Başbakan Yardımcısı Şimşek, trafik sigortasında tavan fiyata ilişkin çalışmalara yönelik bir soruyu yanıtlarken, yasal anlamda geçmişte prim artışına sebep olan problemleri çözüme ulaştırdıklarını, Danıştayın “orijinal parça” konusundaki kararına yönelik bir düzenleme yaptıklarını aktardı. Serbest piyasada birçok oyuncu bulunduğunu ve rekabet olması gerektiğini vurgulayan Şimşek, vatandaşların fiyat karşılaştırması yapabilmesi için web sitesi hazırladıklarını anımsattı. Şimşek, şöyle devam etti:

“Baktık ki firmalar arasında çok büyük uçurumlar var, ‘bazı firmalar sanki bu sektörde iş yapmak istemiyor gibi bir algı uyandı’ bizde. Gerçekten de öyle bir algı var. Diğer alanlarda kar ediyorsunuz, bu alanda demek ki birtakım sıkıntılar oluşmuş. Bu sıkıntıları giderecek yasal düzenlemeleri yaptık, adımları attık, öngörülebilirliği artırdık. Yaklaşık olarak yüzde 10 civarı bir düşüş oldu, bunu kabul ediyorum. İki kata çıkmış primleri… Beklentimiz bu konuda biraz daha hassasiyetti, bu gelmeyince Hazine Müsteşarlığımız bu konuda bir çalışma yaptı. Orada da sektörü zora sokacak bir adım atmayacağız.

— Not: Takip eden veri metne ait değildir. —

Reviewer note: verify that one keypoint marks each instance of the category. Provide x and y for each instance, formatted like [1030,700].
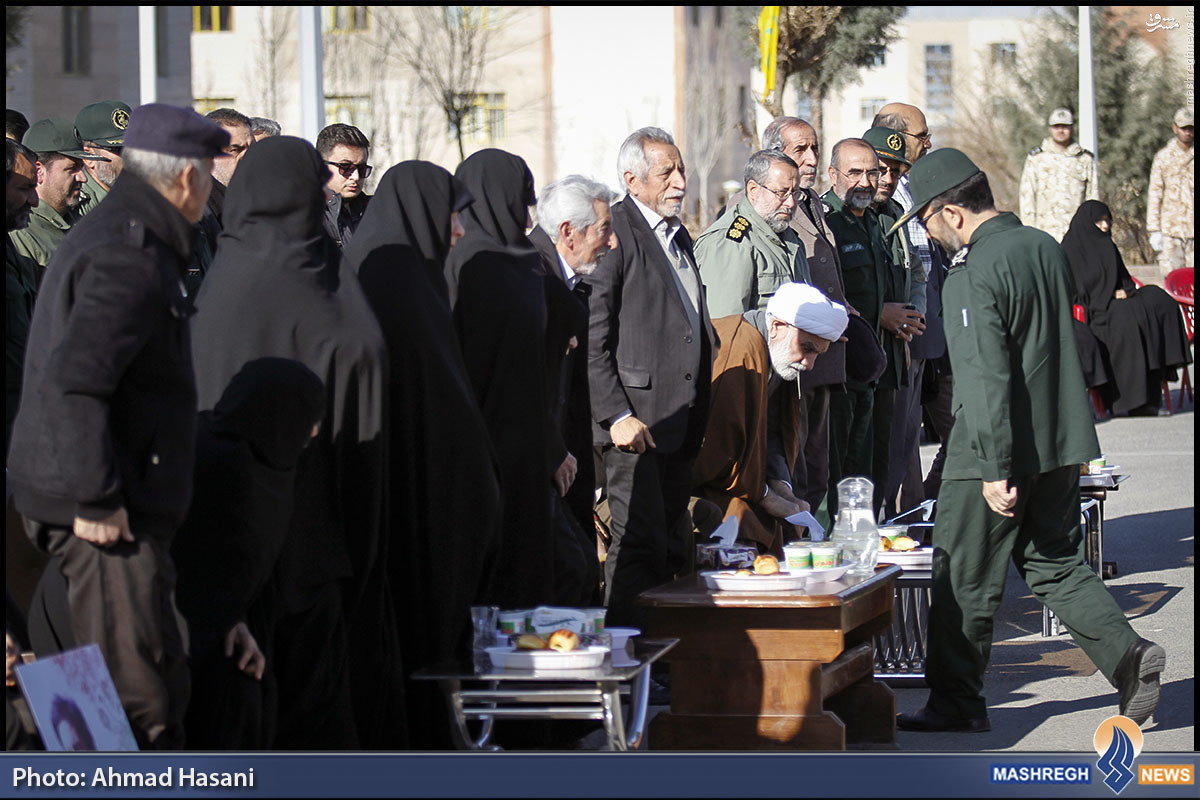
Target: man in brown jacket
[751,444]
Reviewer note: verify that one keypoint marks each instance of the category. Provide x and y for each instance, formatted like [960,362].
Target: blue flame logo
[1117,761]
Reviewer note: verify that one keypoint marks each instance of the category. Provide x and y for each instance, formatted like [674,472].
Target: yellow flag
[768,44]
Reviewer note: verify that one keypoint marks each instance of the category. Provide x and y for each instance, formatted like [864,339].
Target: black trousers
[647,495]
[121,597]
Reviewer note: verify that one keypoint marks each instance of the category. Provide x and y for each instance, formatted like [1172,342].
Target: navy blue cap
[175,131]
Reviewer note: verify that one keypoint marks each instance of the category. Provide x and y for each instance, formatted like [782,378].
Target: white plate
[823,576]
[922,555]
[509,657]
[727,581]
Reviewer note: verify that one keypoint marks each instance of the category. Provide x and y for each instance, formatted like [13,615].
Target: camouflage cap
[888,144]
[1061,116]
[55,134]
[103,122]
[933,175]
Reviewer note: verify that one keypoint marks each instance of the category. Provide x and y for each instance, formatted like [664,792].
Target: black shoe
[927,720]
[1137,679]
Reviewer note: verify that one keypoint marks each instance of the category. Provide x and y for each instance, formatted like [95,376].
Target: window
[939,92]
[345,19]
[468,17]
[1003,54]
[205,104]
[76,40]
[211,18]
[485,118]
[869,107]
[351,109]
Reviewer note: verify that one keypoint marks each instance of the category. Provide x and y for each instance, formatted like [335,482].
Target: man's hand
[565,474]
[1000,497]
[252,661]
[631,435]
[900,322]
[105,533]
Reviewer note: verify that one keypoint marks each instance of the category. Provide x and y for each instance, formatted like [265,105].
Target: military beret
[888,144]
[1061,116]
[103,122]
[933,175]
[175,131]
[55,134]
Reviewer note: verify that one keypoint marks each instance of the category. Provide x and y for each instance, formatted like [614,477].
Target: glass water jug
[855,529]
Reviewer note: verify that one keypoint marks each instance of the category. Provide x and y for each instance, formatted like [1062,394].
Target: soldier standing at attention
[751,250]
[1059,175]
[102,128]
[1021,428]
[1170,203]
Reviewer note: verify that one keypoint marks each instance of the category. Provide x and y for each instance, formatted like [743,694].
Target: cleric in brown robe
[750,445]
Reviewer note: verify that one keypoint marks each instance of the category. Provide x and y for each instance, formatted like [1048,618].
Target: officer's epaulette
[738,228]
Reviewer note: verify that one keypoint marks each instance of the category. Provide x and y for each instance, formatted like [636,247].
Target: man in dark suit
[798,140]
[574,230]
[649,366]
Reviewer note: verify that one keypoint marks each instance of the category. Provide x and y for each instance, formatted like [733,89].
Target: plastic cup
[798,557]
[825,557]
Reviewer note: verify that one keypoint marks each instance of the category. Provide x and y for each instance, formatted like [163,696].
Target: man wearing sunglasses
[102,128]
[345,149]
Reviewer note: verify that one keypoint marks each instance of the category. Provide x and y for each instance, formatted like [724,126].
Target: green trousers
[972,546]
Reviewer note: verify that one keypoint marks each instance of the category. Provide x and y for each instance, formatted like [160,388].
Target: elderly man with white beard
[751,443]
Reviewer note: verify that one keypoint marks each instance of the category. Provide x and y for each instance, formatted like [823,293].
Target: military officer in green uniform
[102,128]
[751,250]
[60,179]
[1021,429]
[871,281]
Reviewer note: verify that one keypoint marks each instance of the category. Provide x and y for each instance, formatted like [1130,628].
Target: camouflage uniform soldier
[1057,178]
[1170,203]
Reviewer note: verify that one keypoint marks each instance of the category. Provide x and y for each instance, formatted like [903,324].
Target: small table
[774,671]
[1097,487]
[484,693]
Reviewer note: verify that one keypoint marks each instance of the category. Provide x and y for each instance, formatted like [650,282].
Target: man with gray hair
[751,250]
[574,230]
[102,450]
[262,127]
[649,362]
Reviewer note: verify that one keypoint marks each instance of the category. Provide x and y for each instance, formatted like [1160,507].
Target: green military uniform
[742,260]
[871,280]
[37,242]
[1020,414]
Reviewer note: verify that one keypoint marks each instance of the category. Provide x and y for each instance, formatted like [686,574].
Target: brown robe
[731,469]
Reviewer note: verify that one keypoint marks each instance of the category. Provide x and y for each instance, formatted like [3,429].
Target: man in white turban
[751,441]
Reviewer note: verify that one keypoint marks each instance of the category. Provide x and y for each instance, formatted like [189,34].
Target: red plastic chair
[1095,394]
[1181,286]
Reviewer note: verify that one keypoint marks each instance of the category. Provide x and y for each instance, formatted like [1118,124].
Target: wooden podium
[774,671]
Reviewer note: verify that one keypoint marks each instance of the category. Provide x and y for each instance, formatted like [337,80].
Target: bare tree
[711,108]
[445,50]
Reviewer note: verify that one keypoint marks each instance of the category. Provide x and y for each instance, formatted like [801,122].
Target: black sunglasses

Fakat gerçekten bu sektörde iseniz bütün branşlarda hizmet vermekle mükellefsiniz. Ortalamanın üç katı fiyat verenler var. Bu, ‘aslında ben bu branşta çalışmak istemiyorum’ demektir ama bu sistemin de çalışması lazım. Onun için biz bunu yine de süreli olarak getirdik. Bu sene için öngörüyoruz. Hazine Müsteşarlığının birtakım değerlendirmeleri var. Anadolu Ajansı ile yüzdeleri paylaştık. Maksadımız bugünkü ortalama fiyata yakın, onun çok altında bir şey değil, üst limit çerçevesinde sektörümüzün bu branşta da faaliyet göstermesi.”

Şimşek, trafik sigortası konusunda sektörle birlikte çalıştıklarını belirterek, “Sektörün hiçbir şekilde idari kararlarla zora girmesi gibi bir öngörümüz yok. O nedenle yapacağımız düzenleme sağlıklı olacak, geçici olmasını ümit ediyoruz. İnşallah sektörün bu konudaki hassasiyetini de artırarak tekrar normalleşmeyi öngörüyoruz. Bu aşamada bizim bütün iyi niyetlerimize rağmen baktık ki bazı firmalar belirli branşlarda sigorta yapmaktan imtina ediyor, ceza verdik. Baktık o da çok etkili değil. Onun için şimdi böyle bir niyetimiz, çalışmamız var.” ifadelerini kullandı.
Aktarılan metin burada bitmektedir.